You are viewing a plain text version of this content. The canonical link for it is here.
Posted to solr-user@lucene.apache.org by "Sethi, Parampreet" <pa...@teamaol.com> on 2010/10/08 17:33:02 UTC

Accented Search in Solr

Hi All,

I am using Solr 1.3 in my project. Just wanted to know if there is any other way by which below mentioned queries will return the same results:

 Gruyère-and-Zucchini
 Gruyere-and-Zucchini

The first query has accented characters in it. I was just going through the Solr tokenizers and filter factories documentation, there is a filter factory listed "solr.ISOLatin1AccentFilterFactory" that can be used to replace accented characters with their non-accented counterparts.

Is there any other way to do this search which is independent of how data is stored (whether in accented or non-accented form)?

Thanks for the help.

Regards,
param

Re: Accented Search in Solr

Posted by Otis Gospodnetic <ot...@yahoo.com>.
Param,

Note that the original value will be stored even if ISOLatin1AccentFilter 
removes the accept for indexing / matching purposes.

Otis
----
Sematext :: http://sematext.com/ :: Solr - Lucene - Nutch
Lucene ecosystem search :: http://search-lucene.com/



----- Original Message ----
> From: "Sethi, Parampreet" <pa...@teamaol.com>
> To: "solr-user@lucene.apache.org" <so...@lucene.apache.org>
> Sent: Fri, October 8, 2010 11:33:02 AM
> Subject: Accented Search in Solr
> 
> Hi All,
> 
> I am using Solr 1.3 in my project. Just wanted to know if there  is any other 
>way by which below mentioned queries will return the same  results:
> 
>  Gruyère-and-Zucchini
>  Gruyere-and-Zucchini
> 
> The first  query has accented characters in it. I was just going through the 
>Solr  tokenizers and filter factories documentation, there is a filter factory 
>listed  "solr.ISOLatin1AccentFilterFactory" that can be used to replace accented  
>characters with their non-accented counterparts.
> 
> Is there any other way  to do this search which is independent of how data is 
>stored (whether in  accented or non-accented form)?
> 
> Thanks for the  help.
> 
> Regards,
> param
> 

Re: Accented Search in Solr

Posted by Erick Erickson <er...@gmail.com>.
not that I know of. Do note that whether the query has the accent filter
active or not MUST
be matched with the index-time filter.

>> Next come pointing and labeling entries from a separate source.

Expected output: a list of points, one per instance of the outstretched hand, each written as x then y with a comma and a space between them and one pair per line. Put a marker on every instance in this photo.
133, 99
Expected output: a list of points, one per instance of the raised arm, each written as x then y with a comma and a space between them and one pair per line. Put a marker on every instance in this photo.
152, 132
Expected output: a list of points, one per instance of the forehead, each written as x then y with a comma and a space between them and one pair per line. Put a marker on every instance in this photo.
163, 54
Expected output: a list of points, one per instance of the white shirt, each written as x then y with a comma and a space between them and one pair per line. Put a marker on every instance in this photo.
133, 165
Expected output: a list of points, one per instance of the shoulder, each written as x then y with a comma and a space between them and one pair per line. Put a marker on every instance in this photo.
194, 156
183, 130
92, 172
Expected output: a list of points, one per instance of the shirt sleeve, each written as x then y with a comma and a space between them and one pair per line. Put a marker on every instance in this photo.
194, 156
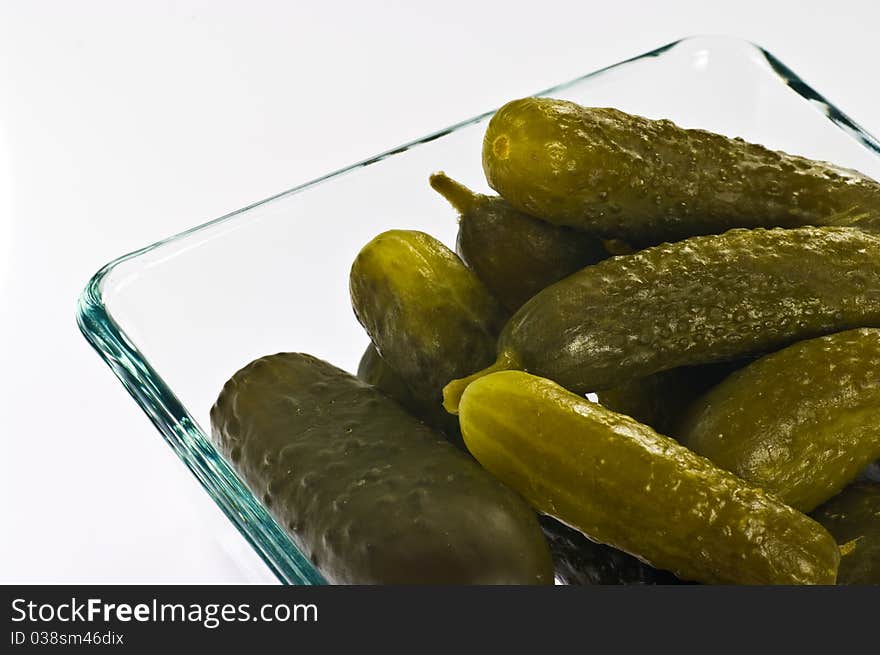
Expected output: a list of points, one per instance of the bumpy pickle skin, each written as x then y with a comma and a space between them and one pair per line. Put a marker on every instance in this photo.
623, 484
370, 494
661, 399
800, 423
429, 316
514, 254
853, 518
618, 175
375, 371
579, 561
703, 300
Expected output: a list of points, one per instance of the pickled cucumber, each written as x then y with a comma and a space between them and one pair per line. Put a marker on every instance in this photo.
647, 181
429, 316
514, 254
702, 300
623, 484
853, 518
800, 423
659, 400
369, 493
375, 371
579, 561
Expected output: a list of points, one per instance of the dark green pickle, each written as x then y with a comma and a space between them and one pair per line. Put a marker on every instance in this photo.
853, 518
661, 399
707, 299
375, 371
514, 254
370, 494
800, 423
579, 561
429, 316
621, 483
618, 175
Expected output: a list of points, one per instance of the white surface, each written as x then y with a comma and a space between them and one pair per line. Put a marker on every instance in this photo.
122, 123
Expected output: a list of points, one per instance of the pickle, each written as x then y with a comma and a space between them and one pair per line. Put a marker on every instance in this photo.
429, 316
368, 493
621, 483
853, 518
800, 423
659, 400
646, 181
579, 561
706, 299
515, 255
375, 371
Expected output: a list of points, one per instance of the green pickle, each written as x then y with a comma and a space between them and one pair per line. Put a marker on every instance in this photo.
800, 423
707, 299
853, 518
618, 175
579, 561
370, 494
429, 316
661, 399
375, 371
514, 254
623, 484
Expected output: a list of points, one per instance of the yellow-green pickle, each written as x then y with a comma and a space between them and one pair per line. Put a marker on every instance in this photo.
429, 316
703, 300
623, 484
368, 493
853, 518
801, 423
514, 254
646, 181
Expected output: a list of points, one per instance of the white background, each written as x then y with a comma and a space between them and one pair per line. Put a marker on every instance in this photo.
124, 122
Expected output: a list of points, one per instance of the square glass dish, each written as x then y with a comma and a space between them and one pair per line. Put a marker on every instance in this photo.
176, 319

In other words, if you indexed with
the filter but
search without it or vice-versa you won't get the resultsyou expect.

Also note that no matter what, the original text (without the filter
applied) is what's #stored#
untokenized. This is entirely independent of what's #indexed# for all that
these options are
specified for the same field.

If this is irrelevant, what are you really trying to accomplish? This may be
an "xy" problem, see:
http://people.apache.org/~hossman/#xyproblem

<http://people.apache.org/~hossman/#xyproblem>

Your question appears to be an "XY Problem" ... that is: you are dealing
with "X", you are assuming "Y" will help you, and you are asking about "Y"
without giving more details about the "X" so that we can understand the
full issue.  Perhaps the best solution doesn't involve "Y" at all?
See Also: http://www.perlmonks.org/index.pl?node_id=542341

Erick


On Fri, Oct 8, 2010 at 11:33 AM, Sethi, Parampreet <
parampreet.sethi@teamaol.com> wrote:

> Hi All,
>
> I am using Solr 1.3 in my project. Just wanted to know if there is any
> other way by which below mentioned queries will return the same results:
>
>  Gruyère-and-Zucchini
>  Gruyere-and-Zucchini
>
> The first query has accented characters in it. I was just going through the
> Solr tokenizers and filter factories documentation, there is a filter
> factory listed "solr.ISOLatin1AccentFilterFactory" that can be used to
> replace accented characters with their non-accented counterparts.
>
> Is there any other way to do this search which is independent of how data
> is stored (whether in accented or non-accented form)?
>
> Thanks for the help.
>
> Regards,
> param
>

Re: Accented Search in Solr

Posted by Chris Hostetter <ho...@fucit.org>.
: Subject: Accented Search in Solr
: References: <AA...@mail.gmail.com>
: In-Reply-To: <AA...@mail.gmail.com>

http://people.apache.org/~hossman/#threadhijack
Thread Hijacking on Mailing Lists

When starting a new discussion on a mailing list, please do not reply to 
an existing message, instead start a fresh email.  Even if you change the 
subject line of your email, other mail headers still track which thread 
you replied to and your question is "hidden" in that thread and gets less 
attention.   It makes following discussions in the mailing list archives 
particularly difficult.
See Also:  http://en.wikipedia.org/wiki/User:DonDiego/Thread_hijacking



-Hoss